Setting: Second Affiliated Hospital of Soochow University.

Participants: A total of 500 inpatients from the Second Affiliated Hospital of Soochow University, collected retrospectively between 1 April 2018 and 31 March 2023, were used as the training set, while 824 Asian patients from the Surveillance, Epidemiology and End Results database comprised the external validation set.

Main outcome measures: Prediction models were developed using multiple ML algorithms, including logistic regression, support vector machine, k-nearest neighbours, naive Bayes, decision tree (DT), gradient boosting DT, random forest and artificial neural network (ANN). The predictive value of these models was validated and evaluated through receiver operating characteristic curves, precision-recall (PR) curves, calibration curves, decision curve analysis and accuracy metrics.

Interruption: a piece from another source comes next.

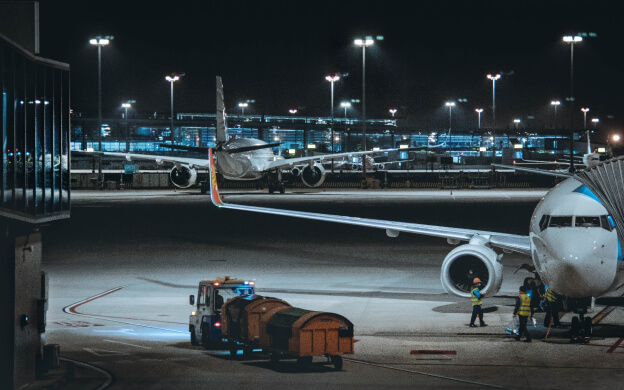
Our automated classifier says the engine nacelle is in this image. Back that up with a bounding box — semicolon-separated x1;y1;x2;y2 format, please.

Results: Among the ML algorithms, the ANN outperformed others, achieving the highest accuracy (0.722; 95% CI: 0.692 to 0.751), precision (0.732; 95% CI: 0.694 to 0.776), F1 score (0.733; 95% CI: 0.695 to 0.773), specificity (0.728; 95% CI: 0.684 to 0.770) and area under the PR curve (0.781; 95% CI: 0.740 to 0.821) in the external validation results. Moreover, it demonstrated superior calibration and clinical utility. Shapley Additive Explanations analysis identified the depth of invasion, tumour size and Lauren classification as the most influential predictors of LNM in patients with GC. Furthermore, a user-friendly web application was developed to provide individual prediction results.

Conclusions: This study introduces an accurate, reliable and clinically applicable approach for predicting the risk of LNM in patients with GC. The model demonstrates its potential to enhance the personalised management of GC in diverse populations, supported by external validation and an accessible web application for practical use.

查看原文本刊更多论文

目的：开发并验证基于机器学习（ML）的胃癌患者淋巴结转移预测模型：开发并验证基于机器学习（ML）的模型，以预测胃癌（GC）患者的淋巴结转移（LNM）：设计：回顾性队列研究：地点：苏州大学附属第二医院：以2018年4月1日至2023年3月31日期间回顾性收集的苏州大学附属第二医院共500名住院患者作为训练集，以监测、流行病学和最终结果数据库中的824名亚洲患者作为外部验证集：使用多种ML算法开发预测模型，包括逻辑回归、支持向量机、k-近邻、天真贝叶斯、决策树（DT）、梯度提升DT、随机森林和人工神经网络（ANN）。这些模型的预测价值通过接收者操作特征曲线、精确度-召回（PR）曲线、校准曲线、决策曲线分析和准确度指标进行了验证和评估：在 ML 算法中，ANN 的表现优于其他算法，获得了最高的准确度（0.722；95% CI：0.692 至 0.751）、精确度（0.732；95% CI：0.694 至 0.776）、F1 分数（0.733；95% CI：0.695 至 0.773）、特异性（0.728；95% CI：0.684 至 0.770）和 PR 曲线下面积（0.781；95% CI：0.740 至 0.821）。此外，它还显示出卓越的校准性和临床实用性。Shapley Additive Explanations 分析发现，浸润深度、肿瘤大小和劳伦分类是对 GC 患者 LNM 最有影响的预测因素。此外，还开发了一个用户友好型网络应用程序，以提供个人预测结果：本研究介绍了一种准确、可靠且适用于临床的方法，用于预测 GC 患者发生 LNM 的风险。该模型通过外部验证和便于实际使用的网络应用程序，证明了其在加强不同人群 GC 个性化管理方面的潜力。

本文章由计算机程序翻译，如有差异，请以英文原文为准。

求助全文

约1分钟内获得全文求助全文

来源期刊

BMJ Open MEDICINE, GENERAL & INTERNAL-

CiteScore

4.40

自引率

3.40%

发文量

4510

审稿时长

2-3 weeks

期刊介绍： BMJ Open is an online, open access journal, dedicated to publishing medical research from all disciplines and therapeutic areas. The journal publishes all research study types, from study protocols to phase I trials to meta-analyses, including small or specialist studies. Publishing procedures are built around fully open peer review and continuous publication, publishing research online as soon as the article is ready.